The States' Revenue Service has taken back on former members of staff and may soon employ local accountants on secondment to help tackle a huge backlog of tax returns.
More than three in ten tax returns from 2019 have not yet been processed and some tax returns remain outstanding from 2018.
The deadline has not yet passed to submit tax returns for 2020 and the Revenue Service is not publishing figures on how many of that year's returns are yet to be processed.
The Revenue Service is the responsibility of the Policy & Resources Committee. The Committee yesterday put up an official rather than an elected member to explain and apologise for the backlog.
“We understand that our customers are frustrated at the delays and we apologise for this,” said Sarah Davies, Head of Service Delivery.
“The Service is doing its best to get through as many returns as we can, which is why we’ve brought in this additional support, and we hope to get through assessments faster.”
Pictured: The States are undergoing large-scale technology changes, including in customer services, which they say will improve the experience of people dealing with departments such as the Revenue Service, now based at Edward T Wheadon House.
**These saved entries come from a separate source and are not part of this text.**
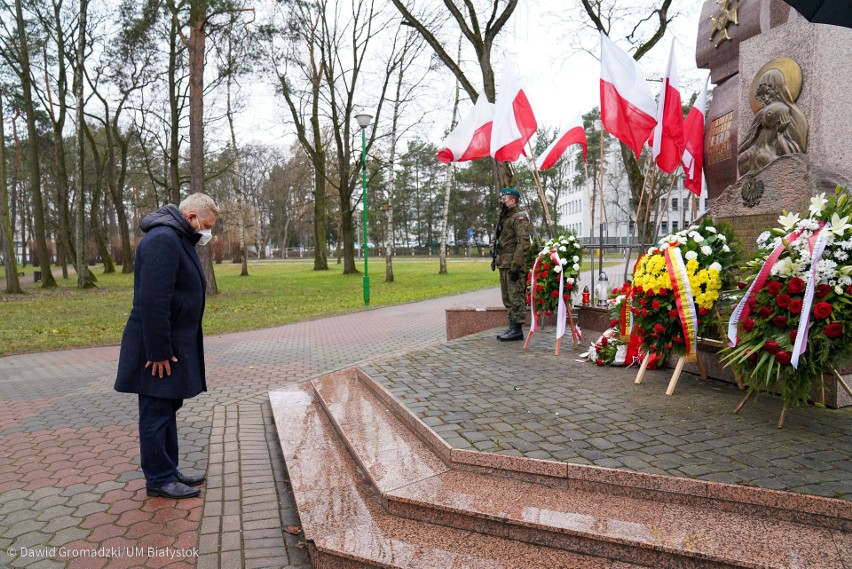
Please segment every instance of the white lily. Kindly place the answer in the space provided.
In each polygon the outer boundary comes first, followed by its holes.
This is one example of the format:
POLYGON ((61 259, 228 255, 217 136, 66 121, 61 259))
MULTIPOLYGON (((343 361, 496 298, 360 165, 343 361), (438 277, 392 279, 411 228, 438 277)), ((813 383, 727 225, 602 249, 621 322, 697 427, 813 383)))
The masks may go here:
POLYGON ((852 227, 852 224, 846 223, 847 221, 849 221, 848 215, 846 217, 841 218, 835 212, 834 215, 831 216, 830 231, 838 237, 843 237, 843 234, 846 232, 846 230, 852 227))
POLYGON ((790 231, 793 229, 797 223, 799 223, 799 214, 796 212, 790 212, 787 215, 778 216, 778 223, 785 230, 790 231))
POLYGON ((713 249, 711 249, 709 245, 702 245, 701 246, 701 254, 702 255, 712 255, 713 249))
POLYGON ((721 273, 721 272, 722 272, 722 265, 721 265, 719 262, 717 262, 717 261, 714 261, 713 263, 711 263, 709 268, 710 268, 710 269, 713 269, 713 270, 714 270, 714 271, 716 271, 717 273, 721 273))
POLYGON ((687 261, 694 261, 698 258, 698 253, 696 253, 695 251, 687 251, 686 253, 684 253, 683 256, 686 258, 687 261))
POLYGON ((808 211, 811 212, 811 216, 819 215, 827 203, 828 200, 825 199, 825 192, 823 192, 811 198, 811 205, 808 206, 808 211))

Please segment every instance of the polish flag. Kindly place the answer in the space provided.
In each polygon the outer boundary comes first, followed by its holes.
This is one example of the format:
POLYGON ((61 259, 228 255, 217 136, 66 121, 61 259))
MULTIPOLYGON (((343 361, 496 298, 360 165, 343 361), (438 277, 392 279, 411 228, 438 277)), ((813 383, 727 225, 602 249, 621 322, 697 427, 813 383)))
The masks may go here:
POLYGON ((583 162, 585 162, 589 145, 586 142, 586 129, 583 128, 583 117, 579 113, 562 128, 556 140, 538 157, 536 167, 539 170, 549 170, 572 144, 583 145, 583 162))
POLYGON ((438 160, 446 164, 489 156, 493 121, 494 104, 480 95, 470 114, 444 140, 438 160))
POLYGON ((601 121, 636 158, 657 124, 657 105, 639 64, 601 32, 601 121))
POLYGON ((710 76, 701 86, 701 92, 695 99, 695 104, 689 109, 689 114, 683 121, 684 149, 681 165, 685 175, 683 186, 696 196, 701 195, 704 185, 704 113, 707 108, 707 83, 710 76))
POLYGON ((524 145, 538 124, 530 102, 508 60, 503 64, 500 92, 494 104, 491 156, 498 162, 514 162, 524 154, 524 145))
POLYGON ((683 108, 680 101, 680 87, 677 77, 674 40, 669 51, 669 62, 663 85, 660 87, 660 100, 657 104, 657 126, 654 128, 654 161, 657 167, 671 174, 680 164, 683 155, 683 108))

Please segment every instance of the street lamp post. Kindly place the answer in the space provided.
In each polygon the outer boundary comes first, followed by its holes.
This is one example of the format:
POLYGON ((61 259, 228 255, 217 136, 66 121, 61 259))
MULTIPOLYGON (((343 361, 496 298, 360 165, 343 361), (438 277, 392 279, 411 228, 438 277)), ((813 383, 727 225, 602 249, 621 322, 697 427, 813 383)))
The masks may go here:
POLYGON ((361 205, 364 208, 364 306, 370 305, 370 272, 367 266, 367 257, 370 250, 367 248, 367 127, 373 120, 373 115, 361 111, 355 115, 358 126, 361 127, 361 205))

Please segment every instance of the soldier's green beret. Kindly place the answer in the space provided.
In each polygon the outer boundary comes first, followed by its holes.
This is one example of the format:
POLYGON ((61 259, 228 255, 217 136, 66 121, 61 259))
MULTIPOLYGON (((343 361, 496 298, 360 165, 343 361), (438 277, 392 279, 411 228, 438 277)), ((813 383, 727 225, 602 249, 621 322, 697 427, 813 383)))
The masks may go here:
POLYGON ((510 195, 510 196, 515 196, 517 199, 521 199, 521 192, 519 192, 515 188, 503 188, 502 190, 500 190, 500 195, 501 196, 510 195))

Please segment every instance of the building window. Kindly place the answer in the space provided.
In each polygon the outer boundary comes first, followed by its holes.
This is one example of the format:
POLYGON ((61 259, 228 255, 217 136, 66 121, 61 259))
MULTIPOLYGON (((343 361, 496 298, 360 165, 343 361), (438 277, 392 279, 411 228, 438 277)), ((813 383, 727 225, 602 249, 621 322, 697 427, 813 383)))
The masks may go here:
POLYGON ((677 211, 677 198, 672 198, 672 211, 677 211))
POLYGON ((672 221, 672 233, 677 233, 677 221, 672 221))
POLYGON ((664 221, 660 224, 660 230, 663 232, 663 235, 666 235, 669 232, 669 222, 664 221))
Changes to technology which were introduced to speed up internal processes have faced teething problems and tax returns are once again being processed manually.
“We would like to ask customers not to follow up with us on the progress of their return at this time, so that we can focus our efforts on getting assessments done,” said Mrs Davies.
“We will provide you with your assessment as soon as we possibly can and we thank you for your patience.”